When Fear Mutes Verse

By Kieran BevillePublished 7 months ago 7 min read

GAGGING THE POETS

When Fear Mutes Verse

By Kieran Beville

Poets once wielded their pens like swords, where verse erupted with the raw fire of truth and resistance, a heavy silence now pervades. The voices that dared to speak unflinchingly about Palestine, Gaza, and the brutal realities of occupation have been systematically muted. Poetry publishers, once bastions of artistic freedom and political dissent, now retreat into the shadows of fear and caution. The pro-Palestinian political poetry that might have shaken readers awake is instead stifled, buried under layers of self-censorship and industry paranoia. This isn’t just a subtle trend—it’s a crisis, a cultural lockdown where fear governs what can be voiced in the lyrical space.

The crushing weight of political pressure, backlash from powerful pro-Israel lobbying groups, and the entangled relationship between American political interests and the Israeli state create a toxic atmosphere for poets and publishers alike. The fear is palpable: fear of being labelled anti-Semitic, unpatriotic, or worse, dangerous. These accusations can swiftly blacklist poets and editors, sever funding streams, and close doors once wide open for radical artistic expression. Poetry publishers, caught in this crossfire, are increasingly hesitant to take risks with politically charged material. The marketplace of ideas—once celebrated as a vibrant arena for contesting truths—has become a battleground where silence is the safer currency.

Poetry, by nature, is political. From Langston Hughes to Audre Lorde, from Mahmoud Darwish to Amiri Baraka, poets have historically been the heartbeat of resistance, chronicling the pains and hopes of oppressed peoples. Yet today, poets who write verses humanizing Palestinians, mourning the children lost in Gaza’s rubble, or calling out the complicity of American military aid to Israel, find themselves marginalised. Their poems are branded “too controversial” or “too risky,” and are denied the platform they deserve. But this is not simply about controversy—it is about the refusal to confront inconvenient realities. These silenced voices reveal the uncomfortable truth: poetry has become a casualty in the culture wars, sacrificed at the altar of political expediency.

The censorship is insidious and often indirect. It rarely comes with official stamps or public declarations. Instead, it manifests as a creeping reticence within the publishing industry. Editors whisper about “market risks” and “audience sensitivities,” invoking a language designed to police boundaries without overt confrontation. It’s a form of soft censorship, a chilling effect born out of fear rather than explicit bans. This climate discourages poets from even submitting their most honest work on Palestine, let alone having it published and promoted. Publishers, juggling their survival with ethical responsibility, often choose the path of least resistance: silence.

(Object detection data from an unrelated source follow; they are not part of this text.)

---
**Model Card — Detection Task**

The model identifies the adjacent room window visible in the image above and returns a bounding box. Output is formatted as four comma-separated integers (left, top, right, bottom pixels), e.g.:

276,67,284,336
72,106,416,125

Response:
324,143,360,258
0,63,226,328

This silence is deadly. It allows a sanitized, one-sided narrative about Gaza and Israel’s military operations to dominate cultural discourse. The official framing reduces Palestinian suffering to a footnote, a collateral damage story sanitised for consumption. In this version of reality, Israel’s bombings are portrayed as justified “security measures,” while the voices of Palestinian poets—who speak from the rubble, the detention centres, the blockade—are erased. This erasure not only distorts history but also denies the world the essential role of poetry: to witness, to testify, and to resist.

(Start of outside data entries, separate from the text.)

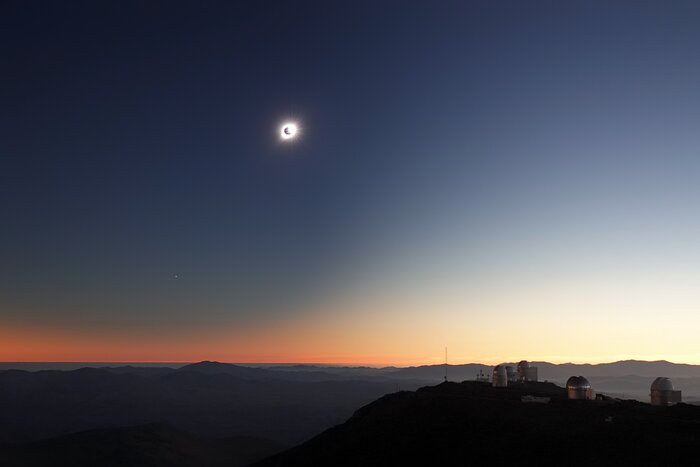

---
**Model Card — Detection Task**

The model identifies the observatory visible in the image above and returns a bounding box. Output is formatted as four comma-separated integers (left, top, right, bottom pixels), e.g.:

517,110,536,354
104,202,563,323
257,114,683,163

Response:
506,365,518,383
491,365,508,388
566,376,595,400
518,360,537,383
649,376,682,406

The commercial publishing world’s fear is compounded by a broader societal reluctance to engage deeply with the complexities of the Israel-Palestine conflict. In America, where political allegiance to Israel is deeply entrenched across party lines, criticism is often conflated with disloyalty or worse, bigotry. This conflation creates a poisonous environment where pro-Palestinian poetry is not just marginalized but actively feared. It threatens the carefully constructed political and cultural narratives that many institutions depend upon. The result? Poets with the courage to speak truth to power find themselves increasingly isolated, their work consigned to the margins of literary culture.

But silenced poets do not vanish. They adapt. Many are turning to independent presses, zines, online platforms, and grassroots collectives to disseminate their work. These alternative spaces, though limited in reach compared to mainstream publishers, become vital sanctuaries of resistance and creative freedom. They are the underground currents where the pulse of pro-Palestinian poetry continues to beat fiercely, reminding us that art cannot be completely contained or controlled.

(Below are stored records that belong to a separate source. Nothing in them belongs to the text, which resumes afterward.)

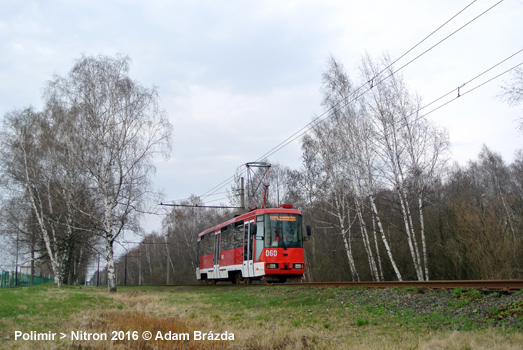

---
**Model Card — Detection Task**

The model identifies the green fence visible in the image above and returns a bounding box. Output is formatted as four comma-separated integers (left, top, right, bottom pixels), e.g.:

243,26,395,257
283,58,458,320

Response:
0,271,54,288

This struggle to reclaim poetic voice is emblematic of a larger cultural battle—a fight against the creeping normalization of censorship fueled by fear and political intimidation. The stakes could not be higher. When poetry is silenced, when dissent is muted, democracy itself is weakened. Poets are not just artists; they are cultural historians, social critics, and moral witnesses. To deny them a platform is to deny society a critical mirror.

To break this silence, publishers, editors, and readers must confront their fears and their complicity. They must recognize that the true power of poetry lies in its ability to disturb, to challenge, and to humanise those whom mainstream narratives render invisible. The literary establishment must reclaim its role as a champion of fearless expression and political truth. Only then can poetry reclaim its rightful place as a weapon of resistance and a beacon of hope.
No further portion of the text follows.